Making the Most of the your destination Context

Every destination has a specific context that is worth using deliberately rather than treating as background. At your destination, that context is the combination of light quality, natural or architectural setting, and the particular atmosphere of the place at different times of day. The sessions that use this context most effectively are the ones where the couple has spent time at your destination before the ceremony day: walking the neighbourhood, sitting at a viewpoint, becoming familiar with the place at different hours so that on the ceremony morning it is somewhere they know rather than somewhere they are experiencing for the first time under the pressure of the session schedule.

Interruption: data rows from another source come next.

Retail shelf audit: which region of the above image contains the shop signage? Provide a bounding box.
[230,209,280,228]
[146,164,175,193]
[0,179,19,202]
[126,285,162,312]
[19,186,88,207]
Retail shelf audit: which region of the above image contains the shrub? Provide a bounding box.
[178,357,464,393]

I recommend arriving at your destination at least one full day before the ceremony date for this reason. The first day is for orientation: finding the route to the ceremony site, having a meal at a restaurant they want to return to that evening, walking through the area without a camera or a schedule. The second day is the ceremony day, and the familiarity accumulated on the first day shows in how the couple moves through the space and how present they are during the session rather than navigating it as strangers. The photographs from a couple who knows the place, even slightly, are different from the photographs of a couple experiencing it for the first time.

Arman

Destination Wedding Photographer

Vancouver · Medellín · Worldwide

If something here resonated, I would love to hear about your wedding.